A study conducted by Animal Liberation NSW of carcasses in 25 chillers between 2005 and 2008, identified that up to 40% of kangaroos per chiller may have been neck shot (Ben-Ami 2009).
Lyn Gynther, an ex-kangaroo shooter from Queensland, says:
The entire industry is a cruel, inhumane and 100% unpoliced occupation as the only person who truly knows how the kangaroos die along with their joeys is the shooter and his off-sider. No other person is watching what they are doing at night.
Roos are shot in the neck, dying a terrible death by choking on their own blood, arms are blown off, joeys have the cold steel blade of a knife run across their tiny throats, often losing arms in the process (particularly if the joey is very tiny) and little care is taken by the shooter when he has already shot 60 or 80 roos for the night.
Joeys which are too large to have their throat cut are grabbed by the legs and bashed up against a hard part of the truck, (a tow ball or wheel, bull bar) and very seldom does the initial hit kill the joey outright.
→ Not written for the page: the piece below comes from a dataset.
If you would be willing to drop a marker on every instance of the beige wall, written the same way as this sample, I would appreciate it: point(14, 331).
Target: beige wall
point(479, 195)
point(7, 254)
I have known shooters to swing the joey once only and then toss it behind their backs where the joey simply has a fractured skull and is unconsciencious, I have also known shooters to not kill the tiny newborn pouch joey and simply toss it over their shoulder into the night to die from exposure.
The following section is from the report The ethics of the commercial killing of free-ranging kangaroos: an evaluation of the benefits and costs of the industry (Ben-Ami et al, 2014).
Social impacts and diminished evolutionary potential of individuals
Recent evidence suggests that the ‘evolutionary potential’ (development and transferral of genes) of individuals is likely to be affected by the fitness level and quality of mothers (East et al 2009). Female kangaroos are generally most reproductively successful between the ages of 6–15 years (Bilton & Croft 2004). The death of these larger females not only impacts nutritionally dependent offspring but may be detrimental to other group members due to a variety of social interactions and dependencies. Social learning from the mother is likely to be a key factor to survivorship into adulthood (Higginbottom & Croft 1999), particularly as diet preferences and the ability to discriminate amongst plants are likely to be learnt from the mother (Provenza 2003). Female kangaroos also invest in training offspring to discriminate among stimuli used to assess predation risk (for a review, see Higginbottom & Croft 1999). Females that associate frequently with the same individuals are able to graze longer because they can afford to be less vigilant (Carter et al 2009).
Social learning also occurs in male groups. Play-fights often occur between mixed-age groups to assist training and to assess potential competitors (Croft & Snaith 1991). Adult male kangaroos, particularly the more social eastern and western grey kangaroos, are thought to be important in maintaining group cohesion (Pople & Grigg 1999). The loss of larger and older adults from a population through a size selective commercial killing (Pople 2004; Pople etal 2010) may have consequences for the fitness of the remaining individuals and destabilise social structures, (as already expressed by Grigg 1997; Croft 2004).